Plumbing Cleanouts -- What are they, and why should you care?


What is a plumbing cleanout?


Plumbing (or drain) cleanouts are essentially drain pipes -- typically found in your front or back yard -- that provide access to your main sewer line. They contain a cap, sitting a few inches above the ground, that you can likely spot in your yard. The main purpose of a plumbing cleanout is to allow you (or a plumber) to remove clogs or blockages in your home's sewer line.


Your home's main sewer line consists of a large pipe that carries waste from every plumbing fixture in your home to the city's sewer system. In other words, this pipe connects to all of your home's toilets, sinks, and showers with the help of branch drains. Oftentimes, when one of these fixtures is clogged, you will be able to remedy the problem with a bottle of drain cleaner or a snake. Tough clogs, however, sometimes require a professional to access your home's main sewer line via the plumbing cleanout. If your home doesn't have a cleanout, a clog or blockage is much more difficult to remove. In this instance, a plumber might have to remove one of your toilets or even go up on your roof to access the main sewer line.


Why is it advantageous for your home to have a plumbing cleanout?


As previously mentioned, there are many benefits to having a plumbing cleanout. First and foremost, this enables you (or a qualified plumber) to remove plumbing clogs without having to remove toilets or other plumbing fixtures in the house. Additionally, in the event of a clog, all machinery and mess remains outside the house! In the long run, a cleanout is an efficient and cost-effective plumbing solution for you, because it saves you the headache of having to remove and potentially damage toilets, and it allows plumbers easier access to your main sewer line for camera inspections and pressure washing.



Do plumbing cleanouts require routine maintenance?

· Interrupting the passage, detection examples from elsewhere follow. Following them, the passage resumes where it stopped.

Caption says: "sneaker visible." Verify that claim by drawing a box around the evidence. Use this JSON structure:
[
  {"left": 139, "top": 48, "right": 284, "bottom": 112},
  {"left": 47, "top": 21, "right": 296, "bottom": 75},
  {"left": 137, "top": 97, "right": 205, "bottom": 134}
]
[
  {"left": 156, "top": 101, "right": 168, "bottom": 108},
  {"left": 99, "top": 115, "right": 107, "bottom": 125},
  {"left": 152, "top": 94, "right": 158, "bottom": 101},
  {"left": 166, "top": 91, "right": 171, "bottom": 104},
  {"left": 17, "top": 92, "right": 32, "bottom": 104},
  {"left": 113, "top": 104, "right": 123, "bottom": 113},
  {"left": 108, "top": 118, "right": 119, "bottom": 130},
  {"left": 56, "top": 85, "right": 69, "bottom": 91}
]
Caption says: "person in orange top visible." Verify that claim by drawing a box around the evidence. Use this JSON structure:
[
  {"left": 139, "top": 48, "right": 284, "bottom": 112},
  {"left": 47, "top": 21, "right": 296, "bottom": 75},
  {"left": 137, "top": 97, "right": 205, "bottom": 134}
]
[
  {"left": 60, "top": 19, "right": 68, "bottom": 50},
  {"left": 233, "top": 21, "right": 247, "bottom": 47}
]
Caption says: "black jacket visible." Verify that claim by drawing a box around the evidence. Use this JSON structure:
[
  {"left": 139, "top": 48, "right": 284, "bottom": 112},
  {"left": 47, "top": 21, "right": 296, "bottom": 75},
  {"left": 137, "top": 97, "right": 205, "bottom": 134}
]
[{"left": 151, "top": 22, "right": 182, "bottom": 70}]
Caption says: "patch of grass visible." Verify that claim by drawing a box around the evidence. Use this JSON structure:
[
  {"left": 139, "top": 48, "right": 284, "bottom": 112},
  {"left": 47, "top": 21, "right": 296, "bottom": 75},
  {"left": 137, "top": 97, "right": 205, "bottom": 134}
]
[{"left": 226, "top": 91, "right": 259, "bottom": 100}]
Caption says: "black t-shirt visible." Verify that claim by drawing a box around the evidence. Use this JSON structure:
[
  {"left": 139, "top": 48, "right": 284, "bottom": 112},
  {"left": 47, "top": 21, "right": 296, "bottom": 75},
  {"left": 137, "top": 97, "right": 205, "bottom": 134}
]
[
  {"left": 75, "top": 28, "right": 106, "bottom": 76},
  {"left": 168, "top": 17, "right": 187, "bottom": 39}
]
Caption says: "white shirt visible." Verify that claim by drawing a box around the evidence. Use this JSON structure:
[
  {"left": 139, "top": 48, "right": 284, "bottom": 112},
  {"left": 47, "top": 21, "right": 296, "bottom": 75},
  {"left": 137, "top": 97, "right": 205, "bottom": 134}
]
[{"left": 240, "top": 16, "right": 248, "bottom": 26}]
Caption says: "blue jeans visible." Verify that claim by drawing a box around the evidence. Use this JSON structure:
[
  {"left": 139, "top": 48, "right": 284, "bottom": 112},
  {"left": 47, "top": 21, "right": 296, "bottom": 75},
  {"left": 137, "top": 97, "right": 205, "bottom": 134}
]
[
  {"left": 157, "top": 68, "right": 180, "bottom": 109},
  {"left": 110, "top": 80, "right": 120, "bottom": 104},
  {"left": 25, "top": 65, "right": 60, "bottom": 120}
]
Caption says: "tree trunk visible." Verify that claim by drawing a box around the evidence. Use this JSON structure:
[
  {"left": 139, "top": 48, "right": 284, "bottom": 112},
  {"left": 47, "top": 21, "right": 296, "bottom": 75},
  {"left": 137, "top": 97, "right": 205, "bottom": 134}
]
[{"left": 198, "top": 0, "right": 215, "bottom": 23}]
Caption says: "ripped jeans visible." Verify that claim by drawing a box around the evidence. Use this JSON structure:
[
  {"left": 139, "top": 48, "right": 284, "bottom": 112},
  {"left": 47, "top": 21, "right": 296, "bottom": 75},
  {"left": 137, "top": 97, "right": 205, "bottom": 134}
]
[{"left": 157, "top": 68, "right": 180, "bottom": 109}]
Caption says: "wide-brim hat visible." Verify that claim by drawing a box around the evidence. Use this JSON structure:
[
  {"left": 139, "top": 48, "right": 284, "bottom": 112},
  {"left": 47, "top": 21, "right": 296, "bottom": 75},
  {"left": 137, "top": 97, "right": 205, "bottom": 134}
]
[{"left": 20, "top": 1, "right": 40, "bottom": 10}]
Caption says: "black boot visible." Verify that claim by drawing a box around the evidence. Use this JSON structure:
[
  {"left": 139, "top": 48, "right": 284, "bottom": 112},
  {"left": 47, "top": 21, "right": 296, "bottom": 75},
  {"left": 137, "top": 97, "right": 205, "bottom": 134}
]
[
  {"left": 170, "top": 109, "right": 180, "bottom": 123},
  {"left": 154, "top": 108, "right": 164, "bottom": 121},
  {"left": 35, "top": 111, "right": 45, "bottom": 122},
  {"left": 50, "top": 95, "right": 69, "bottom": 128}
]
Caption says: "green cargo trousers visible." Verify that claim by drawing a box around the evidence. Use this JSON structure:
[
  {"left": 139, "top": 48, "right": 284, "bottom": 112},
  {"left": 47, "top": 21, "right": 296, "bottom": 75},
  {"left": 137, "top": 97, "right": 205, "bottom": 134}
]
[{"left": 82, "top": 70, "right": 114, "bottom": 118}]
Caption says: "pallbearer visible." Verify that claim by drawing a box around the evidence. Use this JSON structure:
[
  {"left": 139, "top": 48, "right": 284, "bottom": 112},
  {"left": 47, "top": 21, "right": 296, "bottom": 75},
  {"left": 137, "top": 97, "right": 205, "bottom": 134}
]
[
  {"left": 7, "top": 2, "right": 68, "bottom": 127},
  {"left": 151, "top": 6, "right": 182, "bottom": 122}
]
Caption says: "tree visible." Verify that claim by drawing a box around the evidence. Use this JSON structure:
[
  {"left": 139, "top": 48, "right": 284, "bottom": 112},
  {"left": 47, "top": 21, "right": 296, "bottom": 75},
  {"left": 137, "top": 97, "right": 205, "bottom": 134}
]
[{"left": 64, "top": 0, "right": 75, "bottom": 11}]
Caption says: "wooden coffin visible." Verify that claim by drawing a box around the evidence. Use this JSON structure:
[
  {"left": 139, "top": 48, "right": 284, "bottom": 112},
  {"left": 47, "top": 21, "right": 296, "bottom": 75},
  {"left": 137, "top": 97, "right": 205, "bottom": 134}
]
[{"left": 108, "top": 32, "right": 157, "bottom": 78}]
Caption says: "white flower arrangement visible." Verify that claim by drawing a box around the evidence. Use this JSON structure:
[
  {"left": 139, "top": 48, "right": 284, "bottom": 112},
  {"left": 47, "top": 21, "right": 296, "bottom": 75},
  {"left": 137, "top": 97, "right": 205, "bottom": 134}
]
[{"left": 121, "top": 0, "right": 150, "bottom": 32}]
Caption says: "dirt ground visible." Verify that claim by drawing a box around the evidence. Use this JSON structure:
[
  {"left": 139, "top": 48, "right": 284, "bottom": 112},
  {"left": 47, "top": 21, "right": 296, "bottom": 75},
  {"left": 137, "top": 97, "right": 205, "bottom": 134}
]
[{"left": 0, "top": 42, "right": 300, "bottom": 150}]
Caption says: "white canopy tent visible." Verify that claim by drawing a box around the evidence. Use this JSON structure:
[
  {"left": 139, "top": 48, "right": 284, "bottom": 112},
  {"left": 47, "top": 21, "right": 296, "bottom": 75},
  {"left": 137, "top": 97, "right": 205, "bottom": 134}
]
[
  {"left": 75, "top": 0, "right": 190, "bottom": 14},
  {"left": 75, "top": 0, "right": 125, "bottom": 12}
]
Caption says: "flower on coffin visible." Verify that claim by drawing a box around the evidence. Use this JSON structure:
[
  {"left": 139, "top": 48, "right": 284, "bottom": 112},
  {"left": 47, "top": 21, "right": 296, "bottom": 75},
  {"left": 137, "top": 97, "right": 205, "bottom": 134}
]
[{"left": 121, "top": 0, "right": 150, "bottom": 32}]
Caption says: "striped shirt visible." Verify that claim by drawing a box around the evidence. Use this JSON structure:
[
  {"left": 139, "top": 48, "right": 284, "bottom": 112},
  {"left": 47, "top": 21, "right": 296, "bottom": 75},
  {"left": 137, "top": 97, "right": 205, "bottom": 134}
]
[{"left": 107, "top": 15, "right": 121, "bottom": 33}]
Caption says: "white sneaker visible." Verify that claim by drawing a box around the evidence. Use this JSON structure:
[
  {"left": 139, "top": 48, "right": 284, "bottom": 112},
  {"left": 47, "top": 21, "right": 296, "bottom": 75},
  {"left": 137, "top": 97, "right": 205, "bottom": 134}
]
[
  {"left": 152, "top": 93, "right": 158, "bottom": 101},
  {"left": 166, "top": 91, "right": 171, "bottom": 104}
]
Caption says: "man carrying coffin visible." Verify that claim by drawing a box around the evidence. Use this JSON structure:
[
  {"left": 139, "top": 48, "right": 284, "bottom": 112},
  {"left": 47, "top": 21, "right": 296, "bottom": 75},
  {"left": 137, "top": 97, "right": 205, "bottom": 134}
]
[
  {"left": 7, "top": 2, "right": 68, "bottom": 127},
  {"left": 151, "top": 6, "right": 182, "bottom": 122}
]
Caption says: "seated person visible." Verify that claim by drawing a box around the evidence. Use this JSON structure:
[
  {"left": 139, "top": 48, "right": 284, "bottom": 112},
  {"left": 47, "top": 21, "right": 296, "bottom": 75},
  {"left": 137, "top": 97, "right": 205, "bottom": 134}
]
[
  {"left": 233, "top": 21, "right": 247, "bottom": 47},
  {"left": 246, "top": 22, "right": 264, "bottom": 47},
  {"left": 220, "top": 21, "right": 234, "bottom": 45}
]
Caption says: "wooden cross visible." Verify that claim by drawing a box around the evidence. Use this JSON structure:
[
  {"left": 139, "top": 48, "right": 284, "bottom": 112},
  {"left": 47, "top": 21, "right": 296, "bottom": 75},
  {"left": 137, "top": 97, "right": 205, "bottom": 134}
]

Because sewer lines are underground and therefore "invisible," it is important to perform routine maintenance in order to prevent clogs and other problems. As a general rule, you should have your sewer lines cleaned (via a pressure washing machine) every 1 1/2 to 2 years. In the meantime, you should always be on the lookout for red flags that might indicate a problem down below. Some potential red flags include: drains that are slow to empty, drains that clog frequently, obvious sewer odors, gurgling pipes, and the presence of raw sewage backing up into toilets, sinks, bath tubs, or showers. All of these potential problems warrant a call to your local plumber as soon as possible!